Yudhoyono also could announce some technical changes, like capping fuel aid at a time when global energy prices might shoot higher at any moment. Limiting the volume of fuel that's subsidized would insulate Indonesia from external shocks and the national balance sheet from ugly surprises. That step alone would educate Indonesian households that oil-price gyrations are natural phenomena -- and show why cash transfers would be a more efficient way to help struggling families.
"People will learn that this is how the oil price is supposed to be," Vice Finance Minister Bambang Brodjonegoro told Bloomberg News in an Aug. 12 interview.

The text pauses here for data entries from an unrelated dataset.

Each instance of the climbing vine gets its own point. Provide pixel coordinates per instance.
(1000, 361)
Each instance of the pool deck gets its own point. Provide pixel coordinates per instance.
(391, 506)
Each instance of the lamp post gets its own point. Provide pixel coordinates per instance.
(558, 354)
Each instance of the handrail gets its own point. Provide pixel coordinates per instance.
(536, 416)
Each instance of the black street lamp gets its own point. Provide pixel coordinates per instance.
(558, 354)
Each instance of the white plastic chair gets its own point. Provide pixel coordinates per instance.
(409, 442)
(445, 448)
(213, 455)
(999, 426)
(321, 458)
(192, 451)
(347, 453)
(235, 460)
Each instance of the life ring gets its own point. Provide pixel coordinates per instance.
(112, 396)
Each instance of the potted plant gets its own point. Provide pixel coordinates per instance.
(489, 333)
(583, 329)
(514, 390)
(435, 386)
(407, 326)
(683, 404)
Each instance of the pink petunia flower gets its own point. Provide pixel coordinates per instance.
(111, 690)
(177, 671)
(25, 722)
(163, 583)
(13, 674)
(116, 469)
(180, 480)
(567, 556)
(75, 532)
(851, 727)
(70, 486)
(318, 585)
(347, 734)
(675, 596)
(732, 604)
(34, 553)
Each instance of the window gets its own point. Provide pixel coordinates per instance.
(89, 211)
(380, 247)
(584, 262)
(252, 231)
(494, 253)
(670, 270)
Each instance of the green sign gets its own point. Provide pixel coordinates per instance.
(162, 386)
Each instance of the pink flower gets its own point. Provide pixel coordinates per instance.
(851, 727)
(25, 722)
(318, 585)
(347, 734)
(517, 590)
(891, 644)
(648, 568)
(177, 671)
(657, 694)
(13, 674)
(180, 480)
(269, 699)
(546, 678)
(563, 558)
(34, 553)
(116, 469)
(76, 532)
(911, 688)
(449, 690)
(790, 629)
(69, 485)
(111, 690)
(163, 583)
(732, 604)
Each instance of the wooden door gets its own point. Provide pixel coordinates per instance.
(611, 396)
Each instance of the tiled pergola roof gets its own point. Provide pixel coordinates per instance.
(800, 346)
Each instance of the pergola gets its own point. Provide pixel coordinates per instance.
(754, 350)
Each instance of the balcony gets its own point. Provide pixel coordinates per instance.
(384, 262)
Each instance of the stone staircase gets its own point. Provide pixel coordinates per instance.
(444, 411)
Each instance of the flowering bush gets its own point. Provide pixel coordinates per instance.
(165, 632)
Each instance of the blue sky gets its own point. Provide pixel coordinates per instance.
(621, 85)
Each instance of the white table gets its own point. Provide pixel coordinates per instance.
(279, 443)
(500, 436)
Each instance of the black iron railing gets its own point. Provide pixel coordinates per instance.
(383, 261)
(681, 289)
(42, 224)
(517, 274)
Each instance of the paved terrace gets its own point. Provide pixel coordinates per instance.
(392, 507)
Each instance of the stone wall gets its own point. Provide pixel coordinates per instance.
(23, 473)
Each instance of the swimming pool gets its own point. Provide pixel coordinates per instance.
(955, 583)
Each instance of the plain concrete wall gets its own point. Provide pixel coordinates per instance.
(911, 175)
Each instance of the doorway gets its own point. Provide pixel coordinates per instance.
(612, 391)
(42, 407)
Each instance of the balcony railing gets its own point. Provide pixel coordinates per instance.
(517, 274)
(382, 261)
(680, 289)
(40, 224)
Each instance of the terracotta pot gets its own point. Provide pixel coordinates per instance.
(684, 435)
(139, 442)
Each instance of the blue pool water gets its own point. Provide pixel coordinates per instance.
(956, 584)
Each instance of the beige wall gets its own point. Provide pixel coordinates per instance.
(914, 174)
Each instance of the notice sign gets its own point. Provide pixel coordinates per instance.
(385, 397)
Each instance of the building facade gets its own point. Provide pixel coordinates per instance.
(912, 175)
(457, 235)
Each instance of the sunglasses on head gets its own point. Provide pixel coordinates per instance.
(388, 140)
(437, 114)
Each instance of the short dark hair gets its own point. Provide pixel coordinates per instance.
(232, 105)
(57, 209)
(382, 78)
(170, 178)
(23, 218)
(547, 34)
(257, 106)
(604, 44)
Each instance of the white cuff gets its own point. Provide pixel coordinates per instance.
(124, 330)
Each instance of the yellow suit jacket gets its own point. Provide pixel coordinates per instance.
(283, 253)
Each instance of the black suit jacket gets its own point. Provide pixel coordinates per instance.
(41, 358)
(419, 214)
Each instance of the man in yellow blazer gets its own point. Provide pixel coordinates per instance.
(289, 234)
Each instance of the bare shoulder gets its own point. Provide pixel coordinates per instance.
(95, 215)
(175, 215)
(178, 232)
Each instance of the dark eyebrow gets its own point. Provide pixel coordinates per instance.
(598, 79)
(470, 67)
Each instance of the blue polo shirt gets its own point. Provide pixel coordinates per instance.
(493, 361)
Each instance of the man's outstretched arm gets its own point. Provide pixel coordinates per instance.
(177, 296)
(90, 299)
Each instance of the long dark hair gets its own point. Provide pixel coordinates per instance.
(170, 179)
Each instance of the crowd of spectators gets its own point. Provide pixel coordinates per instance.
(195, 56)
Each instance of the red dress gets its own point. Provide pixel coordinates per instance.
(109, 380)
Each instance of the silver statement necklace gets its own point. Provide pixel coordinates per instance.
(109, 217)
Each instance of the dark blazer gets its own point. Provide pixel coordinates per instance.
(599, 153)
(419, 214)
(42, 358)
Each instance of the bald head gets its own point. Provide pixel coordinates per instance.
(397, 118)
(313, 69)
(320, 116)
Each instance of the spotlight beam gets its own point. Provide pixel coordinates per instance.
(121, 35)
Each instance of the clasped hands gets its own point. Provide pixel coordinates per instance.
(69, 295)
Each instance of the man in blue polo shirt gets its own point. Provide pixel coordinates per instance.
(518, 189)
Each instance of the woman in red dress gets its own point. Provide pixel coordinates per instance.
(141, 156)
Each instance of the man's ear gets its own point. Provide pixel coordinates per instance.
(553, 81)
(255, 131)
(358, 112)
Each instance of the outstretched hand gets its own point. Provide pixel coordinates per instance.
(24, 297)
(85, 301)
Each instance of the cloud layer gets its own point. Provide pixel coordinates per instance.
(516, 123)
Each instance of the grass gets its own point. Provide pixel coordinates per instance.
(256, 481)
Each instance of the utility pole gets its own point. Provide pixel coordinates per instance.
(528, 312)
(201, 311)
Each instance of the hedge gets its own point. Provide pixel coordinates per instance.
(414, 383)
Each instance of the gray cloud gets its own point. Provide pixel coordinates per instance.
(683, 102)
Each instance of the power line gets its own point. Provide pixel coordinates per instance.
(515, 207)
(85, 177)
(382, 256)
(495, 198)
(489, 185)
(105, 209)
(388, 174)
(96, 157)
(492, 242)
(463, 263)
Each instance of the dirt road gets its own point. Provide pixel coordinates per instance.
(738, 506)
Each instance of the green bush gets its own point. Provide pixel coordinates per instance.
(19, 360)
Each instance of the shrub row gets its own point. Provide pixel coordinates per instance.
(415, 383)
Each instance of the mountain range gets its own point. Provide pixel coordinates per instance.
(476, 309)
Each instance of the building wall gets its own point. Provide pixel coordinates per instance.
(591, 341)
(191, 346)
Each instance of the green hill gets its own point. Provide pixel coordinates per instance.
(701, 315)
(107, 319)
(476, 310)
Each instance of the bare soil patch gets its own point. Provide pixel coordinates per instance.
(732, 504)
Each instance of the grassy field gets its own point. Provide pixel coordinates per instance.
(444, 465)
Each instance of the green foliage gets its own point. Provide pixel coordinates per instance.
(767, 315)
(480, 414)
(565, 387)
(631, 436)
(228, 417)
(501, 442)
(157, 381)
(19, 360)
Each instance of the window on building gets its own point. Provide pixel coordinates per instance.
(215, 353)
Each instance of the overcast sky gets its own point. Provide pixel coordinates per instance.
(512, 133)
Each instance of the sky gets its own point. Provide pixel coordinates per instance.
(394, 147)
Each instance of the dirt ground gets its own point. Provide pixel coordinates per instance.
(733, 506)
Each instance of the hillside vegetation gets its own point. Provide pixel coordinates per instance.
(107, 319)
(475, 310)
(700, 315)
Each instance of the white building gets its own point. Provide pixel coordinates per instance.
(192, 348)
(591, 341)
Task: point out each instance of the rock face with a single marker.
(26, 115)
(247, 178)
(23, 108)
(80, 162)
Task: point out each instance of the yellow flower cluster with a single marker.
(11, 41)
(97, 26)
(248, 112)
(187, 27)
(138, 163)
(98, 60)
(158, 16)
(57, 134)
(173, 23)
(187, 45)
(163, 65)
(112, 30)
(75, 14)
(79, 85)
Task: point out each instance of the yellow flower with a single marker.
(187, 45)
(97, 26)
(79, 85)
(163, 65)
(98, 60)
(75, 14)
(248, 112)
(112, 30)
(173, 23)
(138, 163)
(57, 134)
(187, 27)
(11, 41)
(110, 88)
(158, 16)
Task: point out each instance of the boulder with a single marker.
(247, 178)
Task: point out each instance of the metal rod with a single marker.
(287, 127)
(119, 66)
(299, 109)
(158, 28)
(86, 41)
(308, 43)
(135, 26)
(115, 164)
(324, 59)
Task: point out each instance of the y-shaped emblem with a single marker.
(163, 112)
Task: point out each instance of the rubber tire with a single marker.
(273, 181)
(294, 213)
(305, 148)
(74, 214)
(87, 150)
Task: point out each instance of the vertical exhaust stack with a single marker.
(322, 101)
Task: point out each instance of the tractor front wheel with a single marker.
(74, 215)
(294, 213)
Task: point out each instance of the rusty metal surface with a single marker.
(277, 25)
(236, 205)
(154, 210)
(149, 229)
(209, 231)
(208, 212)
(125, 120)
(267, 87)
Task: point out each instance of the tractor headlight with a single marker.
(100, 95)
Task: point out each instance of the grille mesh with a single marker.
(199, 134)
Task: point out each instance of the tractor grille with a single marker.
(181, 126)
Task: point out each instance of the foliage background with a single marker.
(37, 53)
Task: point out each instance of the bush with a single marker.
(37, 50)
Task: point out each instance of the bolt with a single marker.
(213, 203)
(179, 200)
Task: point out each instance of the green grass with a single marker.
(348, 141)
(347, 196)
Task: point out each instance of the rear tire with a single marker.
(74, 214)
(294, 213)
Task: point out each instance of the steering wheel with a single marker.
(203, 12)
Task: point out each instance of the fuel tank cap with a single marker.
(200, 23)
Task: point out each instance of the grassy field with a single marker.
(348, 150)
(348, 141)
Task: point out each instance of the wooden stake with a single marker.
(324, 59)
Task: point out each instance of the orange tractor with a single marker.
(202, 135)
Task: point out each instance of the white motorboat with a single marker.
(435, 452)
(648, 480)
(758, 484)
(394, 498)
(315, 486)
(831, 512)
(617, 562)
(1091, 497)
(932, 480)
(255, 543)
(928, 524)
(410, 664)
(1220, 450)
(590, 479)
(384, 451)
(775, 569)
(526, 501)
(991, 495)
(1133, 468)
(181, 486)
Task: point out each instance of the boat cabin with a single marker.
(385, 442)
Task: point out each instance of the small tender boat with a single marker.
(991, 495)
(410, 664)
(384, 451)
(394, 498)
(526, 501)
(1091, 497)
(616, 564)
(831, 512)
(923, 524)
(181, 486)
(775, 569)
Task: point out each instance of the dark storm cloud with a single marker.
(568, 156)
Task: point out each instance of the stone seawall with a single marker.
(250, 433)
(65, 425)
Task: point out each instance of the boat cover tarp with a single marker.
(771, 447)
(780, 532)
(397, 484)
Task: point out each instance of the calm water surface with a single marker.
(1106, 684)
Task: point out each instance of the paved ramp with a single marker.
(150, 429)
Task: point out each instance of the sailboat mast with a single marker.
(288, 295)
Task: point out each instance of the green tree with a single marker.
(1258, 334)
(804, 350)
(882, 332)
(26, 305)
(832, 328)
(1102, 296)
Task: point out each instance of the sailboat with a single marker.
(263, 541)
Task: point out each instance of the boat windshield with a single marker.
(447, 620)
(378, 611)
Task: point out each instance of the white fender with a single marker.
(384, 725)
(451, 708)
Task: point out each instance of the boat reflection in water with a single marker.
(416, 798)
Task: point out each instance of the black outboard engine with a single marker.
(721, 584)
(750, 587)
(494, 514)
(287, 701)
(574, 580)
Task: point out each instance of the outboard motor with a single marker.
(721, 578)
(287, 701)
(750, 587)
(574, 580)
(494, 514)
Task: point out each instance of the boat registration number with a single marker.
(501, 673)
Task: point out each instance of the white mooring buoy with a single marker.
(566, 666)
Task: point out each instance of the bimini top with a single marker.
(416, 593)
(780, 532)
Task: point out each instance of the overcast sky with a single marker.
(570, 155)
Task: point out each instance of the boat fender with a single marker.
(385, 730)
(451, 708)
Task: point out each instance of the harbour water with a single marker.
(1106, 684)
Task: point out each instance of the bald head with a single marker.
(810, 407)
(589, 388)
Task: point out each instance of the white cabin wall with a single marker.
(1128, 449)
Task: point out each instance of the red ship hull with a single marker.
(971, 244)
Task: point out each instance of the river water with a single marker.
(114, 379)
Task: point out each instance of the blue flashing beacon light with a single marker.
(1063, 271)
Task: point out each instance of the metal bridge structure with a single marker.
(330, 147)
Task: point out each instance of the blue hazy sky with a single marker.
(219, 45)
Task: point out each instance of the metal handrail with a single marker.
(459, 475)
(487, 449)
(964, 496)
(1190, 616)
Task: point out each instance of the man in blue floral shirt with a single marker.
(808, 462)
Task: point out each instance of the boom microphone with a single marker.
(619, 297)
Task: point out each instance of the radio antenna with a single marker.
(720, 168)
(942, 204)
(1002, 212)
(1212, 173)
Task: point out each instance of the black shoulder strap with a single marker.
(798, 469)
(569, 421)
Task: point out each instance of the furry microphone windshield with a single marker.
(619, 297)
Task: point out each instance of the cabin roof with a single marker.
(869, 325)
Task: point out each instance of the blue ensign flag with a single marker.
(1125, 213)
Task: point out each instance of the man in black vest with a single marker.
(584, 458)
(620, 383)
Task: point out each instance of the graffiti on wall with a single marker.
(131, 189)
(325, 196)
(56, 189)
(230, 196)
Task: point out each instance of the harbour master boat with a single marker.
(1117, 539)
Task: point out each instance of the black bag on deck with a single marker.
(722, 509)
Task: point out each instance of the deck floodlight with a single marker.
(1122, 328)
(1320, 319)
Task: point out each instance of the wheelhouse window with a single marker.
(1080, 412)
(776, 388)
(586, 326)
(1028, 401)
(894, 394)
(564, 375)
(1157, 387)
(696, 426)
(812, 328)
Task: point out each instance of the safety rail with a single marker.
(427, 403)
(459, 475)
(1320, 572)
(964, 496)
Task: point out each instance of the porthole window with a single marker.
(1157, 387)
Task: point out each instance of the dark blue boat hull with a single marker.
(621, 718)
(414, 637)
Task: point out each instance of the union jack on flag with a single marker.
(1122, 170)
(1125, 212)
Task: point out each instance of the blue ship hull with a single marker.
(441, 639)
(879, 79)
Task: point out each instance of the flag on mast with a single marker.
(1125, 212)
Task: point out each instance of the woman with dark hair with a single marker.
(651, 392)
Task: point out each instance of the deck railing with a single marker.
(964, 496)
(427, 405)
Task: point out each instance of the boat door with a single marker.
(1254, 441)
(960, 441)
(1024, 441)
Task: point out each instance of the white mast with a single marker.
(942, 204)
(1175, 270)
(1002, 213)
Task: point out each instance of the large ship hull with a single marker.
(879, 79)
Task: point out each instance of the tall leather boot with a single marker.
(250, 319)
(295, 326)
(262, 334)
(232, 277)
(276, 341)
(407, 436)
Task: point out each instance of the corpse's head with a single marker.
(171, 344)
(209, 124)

At the very least, it would lay the groundwork for Widodo to go further. A bold gesture now could also change the narrative of Yudhoyono as a spent force. It might distract attention from corruption scandals that have enmeshed top officials in his Democratic Party (including even his son, Anas Urbaningrum).
There are, of course, myriad reasons why this is all highly unlikely. Yudhoyono's party didn't support Widodo in the July election. It's also already drawn up its budget for fiscal 2015. Lawmakers might try to reject major alterations now.
Still, it's worth a shot. Just 64, Yudhoyono is well-positioned to act as one of Asia's elder statesmen for many years to come. But he needs a grand gesture to remind Indonesians -- and the world -- of the audacity and energy of his first years in office. Hiking oil prices would do that nicely -- and increase the next generation's odds of success.